What a shambles!: Soccer restarts but there's more confusion
Soccer's March madness let up long enough yesterday for three First Division matches -- the first this month -- to start.
But it was only a brief respite as the sporting soap opera which, in the absence of actual action, has provided the entertainment over the past month, returned for an omnibus edition.
Two of yesterday's fixtures, at Southampton Oval, where Rangers beat Somerset Trojans 3-1, and at Bernard Park, where Dandy Town dismissed North Village 3-0, actually ran the requisite 90 minutes.
But the Rangers game was delayed for several minutes in a row over the wearing of gold ribbons as a symbol of fair play, while the match at White Hill Field, where Devonshire Colts were playing Wolves, was abandoned two thirds of the way through in a bizarre numbers game.
A Somerset official held up proceedings at Southampton as he tried to persuade referee Irven Simmons to cancel the match because the Rangers players were not appropriately attired.
Sure, they had on their regulation blue strip, but unlike Trojans' players, they were not wearing gold ribbons in support of non-violence as requested by representatives of several clubs at a meeting last Thursday.

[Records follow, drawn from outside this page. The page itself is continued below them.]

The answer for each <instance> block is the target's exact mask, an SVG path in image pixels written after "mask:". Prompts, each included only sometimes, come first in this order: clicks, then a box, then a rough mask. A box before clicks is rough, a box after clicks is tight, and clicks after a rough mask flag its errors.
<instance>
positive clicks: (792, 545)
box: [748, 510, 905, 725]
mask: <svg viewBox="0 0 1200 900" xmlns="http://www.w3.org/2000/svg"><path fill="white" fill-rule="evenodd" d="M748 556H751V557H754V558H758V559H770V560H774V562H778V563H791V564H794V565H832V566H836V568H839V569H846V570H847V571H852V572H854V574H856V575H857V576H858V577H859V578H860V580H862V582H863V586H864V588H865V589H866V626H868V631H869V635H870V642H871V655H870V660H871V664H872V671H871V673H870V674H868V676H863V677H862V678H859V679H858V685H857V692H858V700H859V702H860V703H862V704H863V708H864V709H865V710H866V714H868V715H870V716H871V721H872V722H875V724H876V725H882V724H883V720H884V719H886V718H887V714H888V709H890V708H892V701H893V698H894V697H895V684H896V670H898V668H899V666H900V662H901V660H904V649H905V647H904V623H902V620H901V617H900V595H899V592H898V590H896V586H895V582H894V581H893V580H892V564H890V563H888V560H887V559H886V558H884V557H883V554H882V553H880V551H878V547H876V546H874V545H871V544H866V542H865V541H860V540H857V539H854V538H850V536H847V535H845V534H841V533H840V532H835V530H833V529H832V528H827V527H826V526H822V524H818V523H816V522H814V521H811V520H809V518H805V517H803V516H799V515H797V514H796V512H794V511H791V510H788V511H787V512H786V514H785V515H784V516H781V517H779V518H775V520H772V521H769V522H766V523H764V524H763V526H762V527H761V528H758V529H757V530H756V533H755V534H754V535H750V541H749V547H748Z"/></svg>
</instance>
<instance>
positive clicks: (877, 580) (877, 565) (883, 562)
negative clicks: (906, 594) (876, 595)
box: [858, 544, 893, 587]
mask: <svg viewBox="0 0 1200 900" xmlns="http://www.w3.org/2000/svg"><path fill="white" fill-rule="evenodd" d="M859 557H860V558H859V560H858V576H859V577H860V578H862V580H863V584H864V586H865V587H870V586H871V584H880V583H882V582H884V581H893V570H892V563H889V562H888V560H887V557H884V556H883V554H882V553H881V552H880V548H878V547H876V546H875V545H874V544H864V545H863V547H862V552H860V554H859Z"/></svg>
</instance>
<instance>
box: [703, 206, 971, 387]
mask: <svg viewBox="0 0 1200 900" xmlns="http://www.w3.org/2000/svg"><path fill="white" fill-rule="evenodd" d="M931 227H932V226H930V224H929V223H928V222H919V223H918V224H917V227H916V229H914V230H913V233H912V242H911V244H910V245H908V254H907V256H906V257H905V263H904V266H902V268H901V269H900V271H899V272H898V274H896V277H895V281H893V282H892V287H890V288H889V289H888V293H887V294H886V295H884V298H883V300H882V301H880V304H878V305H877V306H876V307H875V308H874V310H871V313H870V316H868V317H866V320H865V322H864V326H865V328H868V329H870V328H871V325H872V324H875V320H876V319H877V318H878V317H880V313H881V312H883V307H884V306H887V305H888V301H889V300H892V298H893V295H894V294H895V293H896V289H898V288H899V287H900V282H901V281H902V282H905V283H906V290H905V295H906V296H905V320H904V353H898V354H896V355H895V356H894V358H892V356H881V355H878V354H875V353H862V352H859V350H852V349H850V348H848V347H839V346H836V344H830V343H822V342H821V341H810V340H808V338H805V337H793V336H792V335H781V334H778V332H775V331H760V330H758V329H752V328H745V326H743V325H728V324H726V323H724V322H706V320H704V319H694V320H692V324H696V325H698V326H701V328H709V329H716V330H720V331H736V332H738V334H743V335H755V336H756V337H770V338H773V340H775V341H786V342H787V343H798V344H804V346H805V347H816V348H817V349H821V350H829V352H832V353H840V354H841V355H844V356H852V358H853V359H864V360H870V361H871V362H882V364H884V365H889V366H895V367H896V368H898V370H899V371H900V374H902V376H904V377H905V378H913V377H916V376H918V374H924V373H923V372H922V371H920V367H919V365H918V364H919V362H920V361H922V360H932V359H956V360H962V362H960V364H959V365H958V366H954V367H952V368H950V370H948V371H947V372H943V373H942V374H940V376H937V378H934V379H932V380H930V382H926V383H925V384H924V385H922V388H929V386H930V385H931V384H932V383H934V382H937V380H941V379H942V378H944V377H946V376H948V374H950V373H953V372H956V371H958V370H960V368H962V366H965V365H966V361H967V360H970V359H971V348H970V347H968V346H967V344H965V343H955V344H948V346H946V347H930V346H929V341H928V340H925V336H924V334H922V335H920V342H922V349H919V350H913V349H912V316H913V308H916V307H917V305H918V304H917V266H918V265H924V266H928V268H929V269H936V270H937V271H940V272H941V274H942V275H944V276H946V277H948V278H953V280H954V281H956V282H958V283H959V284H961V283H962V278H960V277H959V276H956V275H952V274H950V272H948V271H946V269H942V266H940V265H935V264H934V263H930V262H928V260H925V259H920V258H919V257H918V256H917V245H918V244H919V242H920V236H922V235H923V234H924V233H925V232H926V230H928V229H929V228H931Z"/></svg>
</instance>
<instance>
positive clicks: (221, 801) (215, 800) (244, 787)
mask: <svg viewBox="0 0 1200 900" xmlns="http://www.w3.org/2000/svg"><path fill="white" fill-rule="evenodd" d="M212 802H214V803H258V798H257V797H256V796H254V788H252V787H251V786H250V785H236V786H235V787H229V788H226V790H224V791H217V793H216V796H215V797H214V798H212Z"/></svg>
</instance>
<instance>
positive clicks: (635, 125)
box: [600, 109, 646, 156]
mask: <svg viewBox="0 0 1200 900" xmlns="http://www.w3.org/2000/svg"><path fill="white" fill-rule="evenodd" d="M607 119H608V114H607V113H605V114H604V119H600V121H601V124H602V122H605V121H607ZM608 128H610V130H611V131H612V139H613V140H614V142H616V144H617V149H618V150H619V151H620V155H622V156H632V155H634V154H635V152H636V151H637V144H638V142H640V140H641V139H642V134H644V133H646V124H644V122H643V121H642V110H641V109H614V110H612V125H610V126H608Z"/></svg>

Meanwhile, at White Hill Field, Wolves players were split on whether to unite with their associates from Boulevard, Hamilton Parish and Devonshire Cougars, who all boycotted fixtures last week in the aftermath of the BFA executive's decision to scrap a round of games in response to escalating violence in the sport.
Such was the disagreement that the team finally took to the pitch 25 minutes late with the required quota of seven players. Two more boosted them to nine, but at half-time it was discovered that two of the original starters were ineligible. When one player went off injured early in the second half, referee Anthony Mouchette was forced to call a halt.
In the one match to go ahead without too much ado, Dandy Town made a fist of keeping the title race open, beating third-placed North Village convincingly.
But with only one game apiece to go in a season now truncated to 17 matches, even a win would only put them level on points with Vasco, who have a vastly superior goal difference.
The last First Division matches were played on February 28. The following week, Colts took on Boulevard in the now infamous FA Cup semi-final abandoned after the latter team's Haile Outerbridge threw a bottle at referee Mouchette when he was sent off. That was the final straw for officials at the BFA who, exasperated by a series of incidents this season, responded by cancelling last weekend's round of fixtures.
Boulevard then withdrew from their Friendship Trophy semi-final against Vasco and again from their league match against the same opponents on Friday night.
They cited the need for "more dialogue'' and the inclusion of players in the decision-making process, as well as solidarity with players from Hamilton Parish -- already relegated -- and Devonshire Cougars, now almost certain to join them in the Second Division, who called off their clash five minutes before the kick-off at Devonshire Rec the previous night.
At the same time, representatives of a number of clubs were meeting privately in a room across the road at CedarBridge Academy where, according to a statement issued afterwards, a number of intitiatives were discussed aimed at solving the issues plaguing the sport. But they refused to comment further on what these initiatives might be.
Instead, the "extremely productive and positive'' meeting called on players to wear gold ribbons for the rest of the season "in support of non-violence and fair play''. Vasco coach John Rebello's comment on Friday night that "not all the clubs support this'' seemed to be borne out as only two of the sides involved in yesterday's fixtures -- North Village and Somerset -- took the pitch appropriately attired.